Dort heißt es weiter: „Weltweit existieren zwei Arten von Polioimpfstoffen: eine Schluckimpfung, die abgeschwächte vermehrungsfähige Impfviren enthält (oral polio vaccine, OPV); und ein inaktivierter Polioimpfstoff (inactivated polio vaccine, IPV), der in den Muskel gespritzt wird. Die Schluckimpfung wird derzeit noch in manchen Ländern eingesetzt, aber nicht mehr in Deutschland. Die Schluckimpfung ist sehr effektiv, jedoch können die abgeschwächten Impfviren wieder ausgeschieden werden und sich genetisch so verändern, dass sie andere Menschen infizieren und eine symptomatische Erkrankung hervorrufen können (Schluckimpfstoff-abgeleitete Polioviren, vaccine-derived poliovirus, VDPV). In Deutschland wird daher seit 1998 ausschließlich IPV-Impfstoff verimpft. Menschen, die vollständig gegen Polio geimpft wurden, sind vor der Erkrankung geschützt. Der Impfstoff ist sicher und wirksam.“ pm/tok
Mehr RKI-Informationen zum Thema finden Sie hier.
Mehr RKI-Informationen zur Polio-Impfung finden Sie hier.
„Kinderlähmung ist grausam – Schluckimpfung ist süß“
Seit 1955 stehen eine von Jonas Salk entwickelte inaktivierte Polio-Vakzine, abgekürzt IPV, sowie seit 1960 eine von Albert Sabin entwickelte orale Polio-Vakzine, abgekürzt OPV, zur Verfügung. Mit beiden Impfstoffen gelang es, die Kinderlähmung seit den 1950er-Jahren weltweit drastisch zu reduzieren. Viele Ältere werden sich noch an den Slogan „Schluckimpfung ist süß – Kinderlähmung ist grausam“ erinnern. In Schulen und in anderen öffentlichen Einrichtungen hingen mehr oder minder drastische Plakate mit diesem Spruch. 1962 hatte Bayern als erstes Bundesland mit Schluckimpfungen gegen Kinderlähmung begonnen.

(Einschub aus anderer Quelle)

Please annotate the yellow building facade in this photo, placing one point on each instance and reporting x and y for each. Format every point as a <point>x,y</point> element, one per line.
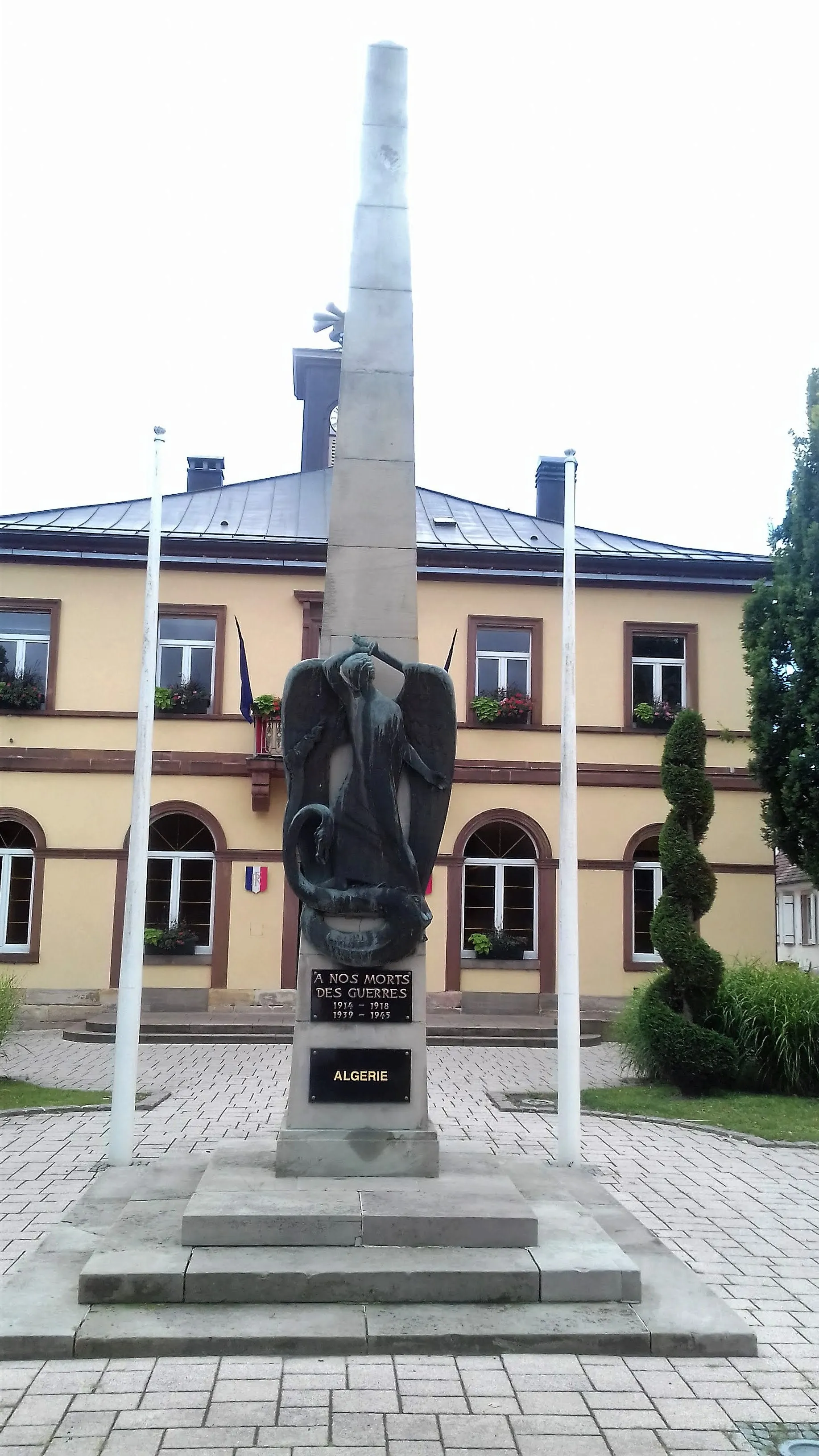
<point>654,624</point>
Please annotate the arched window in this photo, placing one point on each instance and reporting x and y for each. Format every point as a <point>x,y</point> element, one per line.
<point>643,889</point>
<point>500,886</point>
<point>17,886</point>
<point>181,868</point>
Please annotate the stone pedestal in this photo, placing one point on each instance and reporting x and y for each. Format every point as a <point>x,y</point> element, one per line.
<point>346,1139</point>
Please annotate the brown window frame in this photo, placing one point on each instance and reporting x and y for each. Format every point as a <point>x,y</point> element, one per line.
<point>54,608</point>
<point>29,957</point>
<point>686,629</point>
<point>191,609</point>
<point>312,613</point>
<point>547,898</point>
<point>218,959</point>
<point>630,856</point>
<point>535,628</point>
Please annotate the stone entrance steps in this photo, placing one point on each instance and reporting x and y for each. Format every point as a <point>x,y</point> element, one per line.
<point>448,1031</point>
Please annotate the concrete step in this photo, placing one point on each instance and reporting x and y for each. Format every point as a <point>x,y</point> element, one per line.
<point>41,1317</point>
<point>104,1031</point>
<point>242,1203</point>
<point>308,1276</point>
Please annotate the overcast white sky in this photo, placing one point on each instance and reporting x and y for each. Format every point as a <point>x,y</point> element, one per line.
<point>614,219</point>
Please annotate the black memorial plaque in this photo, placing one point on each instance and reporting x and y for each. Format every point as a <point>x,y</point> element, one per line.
<point>366,1075</point>
<point>372,997</point>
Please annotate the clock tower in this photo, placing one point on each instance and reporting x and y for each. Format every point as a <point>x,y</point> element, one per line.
<point>317,376</point>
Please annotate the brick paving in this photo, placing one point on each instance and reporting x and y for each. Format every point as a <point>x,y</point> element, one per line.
<point>744,1216</point>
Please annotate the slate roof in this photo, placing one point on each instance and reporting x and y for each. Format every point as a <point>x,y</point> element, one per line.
<point>787,874</point>
<point>294,509</point>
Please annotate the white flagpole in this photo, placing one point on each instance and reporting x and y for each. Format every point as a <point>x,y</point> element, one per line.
<point>130,993</point>
<point>567,939</point>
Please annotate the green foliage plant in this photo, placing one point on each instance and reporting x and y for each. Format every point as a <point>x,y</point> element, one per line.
<point>486,710</point>
<point>506,947</point>
<point>773,1015</point>
<point>175,939</point>
<point>22,694</point>
<point>780,637</point>
<point>677,1005</point>
<point>645,714</point>
<point>182,698</point>
<point>266,707</point>
<point>11,1002</point>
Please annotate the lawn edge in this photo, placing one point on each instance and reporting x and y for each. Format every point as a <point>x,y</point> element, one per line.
<point>704,1127</point>
<point>500,1100</point>
<point>145,1104</point>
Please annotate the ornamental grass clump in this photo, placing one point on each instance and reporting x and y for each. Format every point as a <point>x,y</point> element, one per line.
<point>771,1013</point>
<point>11,1002</point>
<point>677,1007</point>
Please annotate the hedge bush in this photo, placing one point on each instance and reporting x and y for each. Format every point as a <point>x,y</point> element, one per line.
<point>677,1007</point>
<point>771,1014</point>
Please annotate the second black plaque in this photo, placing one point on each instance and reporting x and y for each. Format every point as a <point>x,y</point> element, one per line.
<point>373,997</point>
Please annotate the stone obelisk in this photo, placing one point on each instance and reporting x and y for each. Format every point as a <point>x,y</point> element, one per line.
<point>371,567</point>
<point>371,592</point>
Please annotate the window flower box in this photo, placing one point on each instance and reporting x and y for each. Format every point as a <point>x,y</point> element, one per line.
<point>502,710</point>
<point>22,694</point>
<point>267,721</point>
<point>656,717</point>
<point>500,945</point>
<point>177,939</point>
<point>182,698</point>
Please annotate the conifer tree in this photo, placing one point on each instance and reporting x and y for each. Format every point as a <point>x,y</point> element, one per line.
<point>677,1005</point>
<point>782,656</point>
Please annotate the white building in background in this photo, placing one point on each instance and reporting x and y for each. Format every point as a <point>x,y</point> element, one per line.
<point>796,916</point>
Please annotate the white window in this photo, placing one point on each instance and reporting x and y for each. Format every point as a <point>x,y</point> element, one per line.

Das geschah auch in Folge einer heftigen Polio-Epidemie, die zuvor die Bundesrepublik Deutschland getroffen hatte. Was heute kaum noch jemand weiß: Die DDR hatte dem Nachbarstaat im Westen Hilfe angeboten, da sich die Kinderlähmung im Osten Deutschlands bereits auf dem Rückzug befand. Doch Bundeskanzler Konrad Adenauer lehnte damals die drei Millionen Impfdosen aus sowjetischer Produktion ab.